Martin asked quietly, “How did you lose your leg?”
“I was told it was a land mine.”
“Don’t you remember?”
“Some nights fleeting images of what happened surface in my brain: a deafening explosion, the taste of dirt in my mouth, the stickiness of my stump when I reached down to touch it, the feeling I had for months that the leg was still there and I could feel pain in it. The images seem to come from the life of another, and so I have trouble reconstructing the event.”
“Psychiatrists call that a survival mechanism, I think.”
Leaning on one cane and then the other, Rabbani returned to his high chair and hefted himself into it. “I first met Samat when I was buying Soviet surplus arms and munitions in Moscow in the early nineties so that Massoud and my brother could defend the Panjshir. The Russian army units pulling out of their bases in the former German Democratic Republic after the Berlin Wall came down were selling off everything in their arsenals—rifles, machine guns, mortars, land mines, radios, jeeps, tanks, ammunition. Samat, representing the business interests of someone very powerful, was the middleman. It was a period of my life when I felt no guilt about buying and using these arms.
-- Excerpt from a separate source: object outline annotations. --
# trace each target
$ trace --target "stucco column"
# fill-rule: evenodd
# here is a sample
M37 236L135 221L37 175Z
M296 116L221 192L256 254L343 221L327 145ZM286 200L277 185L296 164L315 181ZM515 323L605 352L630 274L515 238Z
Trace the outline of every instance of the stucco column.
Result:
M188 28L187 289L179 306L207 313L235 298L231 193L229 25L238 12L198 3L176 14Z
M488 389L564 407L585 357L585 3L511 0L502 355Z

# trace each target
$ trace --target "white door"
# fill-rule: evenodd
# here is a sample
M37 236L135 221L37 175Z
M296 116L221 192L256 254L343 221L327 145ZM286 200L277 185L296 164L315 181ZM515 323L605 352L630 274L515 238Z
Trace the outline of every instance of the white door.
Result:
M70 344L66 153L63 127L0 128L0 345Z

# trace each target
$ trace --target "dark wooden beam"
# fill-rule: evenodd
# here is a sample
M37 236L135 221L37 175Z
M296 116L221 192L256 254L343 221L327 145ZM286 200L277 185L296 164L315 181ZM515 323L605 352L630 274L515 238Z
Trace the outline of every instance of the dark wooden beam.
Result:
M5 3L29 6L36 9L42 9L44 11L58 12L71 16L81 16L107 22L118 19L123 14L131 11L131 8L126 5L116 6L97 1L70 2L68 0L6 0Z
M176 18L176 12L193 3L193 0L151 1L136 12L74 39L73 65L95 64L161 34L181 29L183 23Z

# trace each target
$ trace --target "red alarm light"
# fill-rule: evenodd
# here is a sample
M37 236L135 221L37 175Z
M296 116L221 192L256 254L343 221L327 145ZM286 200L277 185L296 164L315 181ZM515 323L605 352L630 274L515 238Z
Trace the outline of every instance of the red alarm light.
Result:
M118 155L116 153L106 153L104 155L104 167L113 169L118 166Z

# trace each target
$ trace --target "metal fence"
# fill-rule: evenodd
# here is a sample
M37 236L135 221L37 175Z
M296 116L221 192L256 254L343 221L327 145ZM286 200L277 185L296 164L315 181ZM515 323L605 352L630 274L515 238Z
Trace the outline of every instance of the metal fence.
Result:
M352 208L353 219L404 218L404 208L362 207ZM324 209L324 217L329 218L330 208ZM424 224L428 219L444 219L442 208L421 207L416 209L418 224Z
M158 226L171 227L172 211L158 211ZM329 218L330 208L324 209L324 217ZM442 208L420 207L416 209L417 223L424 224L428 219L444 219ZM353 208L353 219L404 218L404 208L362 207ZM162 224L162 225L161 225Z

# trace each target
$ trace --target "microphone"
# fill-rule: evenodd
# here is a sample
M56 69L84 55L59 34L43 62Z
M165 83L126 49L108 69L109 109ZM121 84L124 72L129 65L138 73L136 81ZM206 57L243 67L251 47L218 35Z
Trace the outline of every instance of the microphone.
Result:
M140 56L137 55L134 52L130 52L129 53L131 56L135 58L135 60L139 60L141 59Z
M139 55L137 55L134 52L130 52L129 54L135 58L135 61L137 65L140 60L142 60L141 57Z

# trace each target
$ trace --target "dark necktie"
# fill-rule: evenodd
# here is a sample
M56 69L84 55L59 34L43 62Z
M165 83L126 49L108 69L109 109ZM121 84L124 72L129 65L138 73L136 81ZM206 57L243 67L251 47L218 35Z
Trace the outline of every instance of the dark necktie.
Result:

I did to the Taliban what they eventually did to me. That was before I myself walked on a land mine. Take it from someone who has been there, Mr. Odum, it’s an exhilarating experience, stepping on a mine. One instant you are attached to the ground, the next you are defying gravity, flailing away in the air. When you fall back to earth you have one limb less and nothing—not your body, not your mind—is ever the same. It was Samat who arranged for me to be flown to a Moscow hospital. It w
as Samat who came around with my manufactured-in-America artificial leg. It would not be an exaggeration to say that I became another person. Which is why you find me presiding over a warehouse filled with prostheses that we sell at cost.”
“And where does the name ‘Soft Shoulder’ come from?”
“Samat and I were traveling in the U.S. once,” Rabbani explained. “We were driving a large American automobile from Santa Fe, in New Mexico, to New York, when we stumbled across the idea of going into the business of exporting artificial limbs at prices that would make them more easily affordable to the victims of war. We had pulled up at the side of the road to urinate when we shook hands on the project. Next to the car was a sign that read ‘Soft Shoulder.’ Neither of us knew what it meant, but we decided it would make a fitting name for our company.”
The intercom buzzed. Rabbani depressed a lever with a deft jab of a cane and barked irritably, “And what is it now, my girl?”
Mrs. Rainfield’s voice came over the speaker. “Truck’s here for the Bosnia shipment, Mr. Rabbani. I sent them round back to the loading dock. They gave me a certified bank check for the correct amount.”
“Call the bank to confirm it issued the check. Meanwhile get Rachid to supervise the loading.” Rabbani tripped the lever closed with his cane, cutting the connection. “Can’t be too vigilant,” he moaned. “Lot of shady dealers make a lot of money peddling prostheses—they are not happy when someone else sells them at cost.” He pried the stub of the cigarette out of his mouth and lobbed it across the room into a metal waste basket. “When were you in Israel, Mr. Odum?”
“Went there roughly ten days back.”
“You told Mrs. Rainfield to tell me you knew Samat from Israel. Why did you lie?”
Martin understood that a lot depended on how he answered the question. “In order to get past the front door,” he said. He angled his head. “What makes you think I was lying?”
Rabbani pulled an enormous handkerchief from a pocket and wiped the perspiration under his shirt collar at the back of his neck. “Samat left Israel before you got there, my son.”